Prof. Soraj Hongladarom

In this issue of A Correction podcast I speak with Prof Soraj Hongladarom who explains why a clear vision or guidelines for AI ethics should be conceptualised with a final end in sight – ending the suffering of interdependent and connected sentient beings (or reaching nirvana), even if it takes a long time or is not achieved. He talks about how Buddhist philosophy related to justice, accountability and compassion can support ethical development of AI that supports common moral human values around the world. He explains how this can be cultivated by those developing AI and maps not only differences but similarities between Buddhist and Greek philosophy in this regard.

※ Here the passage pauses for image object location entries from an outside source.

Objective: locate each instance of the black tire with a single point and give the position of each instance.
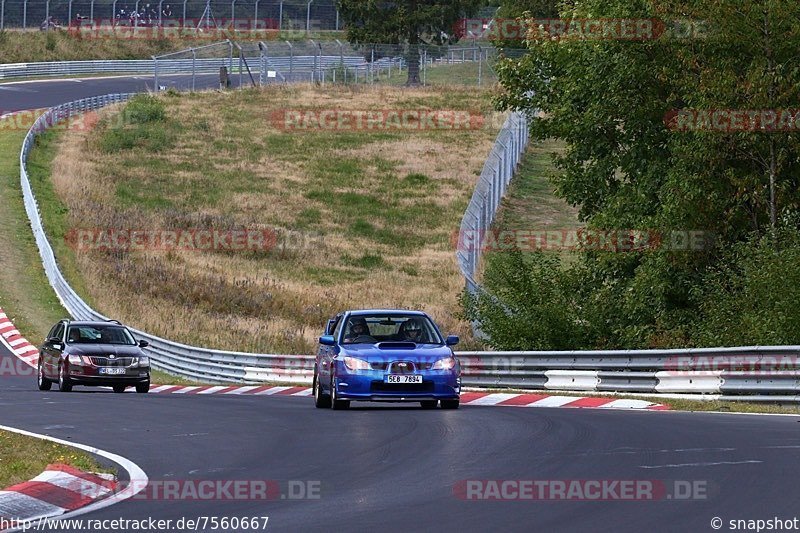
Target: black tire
(64, 383)
(41, 381)
(321, 400)
(337, 404)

Soraj considers the concept of the ‘self’ vs the ‘non-self’ in developing AI, the importance of privacy and interrogates the concept of intellectual property rights. He also talks about his contribution to the Institute of Electrical and Electronics Engineers (IEEE) Global Initiative on Ethics of Autonomous and Intelligent Systems which considers how different philosophical traditions such as Buddhism, Confucianism, African Ubuntu traditions, and Japanese Shinto can support ethical digital technology and what is meant by ‘machine enlightenment’.

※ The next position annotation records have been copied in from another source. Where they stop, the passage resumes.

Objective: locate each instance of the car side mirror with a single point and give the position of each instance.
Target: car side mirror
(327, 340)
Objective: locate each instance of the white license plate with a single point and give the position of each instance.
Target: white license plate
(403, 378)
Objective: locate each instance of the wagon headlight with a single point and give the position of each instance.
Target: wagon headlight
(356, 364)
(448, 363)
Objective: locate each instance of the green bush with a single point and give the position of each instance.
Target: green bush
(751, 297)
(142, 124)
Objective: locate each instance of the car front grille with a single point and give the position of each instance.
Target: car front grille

Listen on the A Correction Podcast website, Spotify, Apple Podcast or all the usual podcast channels.

Prof. Soraj Hongladarom

Professor Soraj Hongladarom is professor of philosophy and Director of the Center for Ethics of Science and Technology at Chulalongkorn University in Bangkok, Thailand. He has published books and articles on diverse issues such as bioethics, computer ethics, and the roles that science and technology play in the culture of Eastern countries. His concern is mainly on how science and technology can be integrated into the life-world of people in the so-called ‘Third World’ countries, and what kind of ethical considerations can be obtained from such relations. A large part of this question concerns how information technology is integrated in the lifeworld of the Thai people, and especially how such integration is expressed in the use of information technology in education. He is the editor, together with Charles Ess, of Information Technology Ethics: Cultural Perspectives, published by IGI Global. His works have also appeared in Bioethics, The Information Society, AI & Society, Philosophy in the Contemporary World, and Social Epistemology, among others.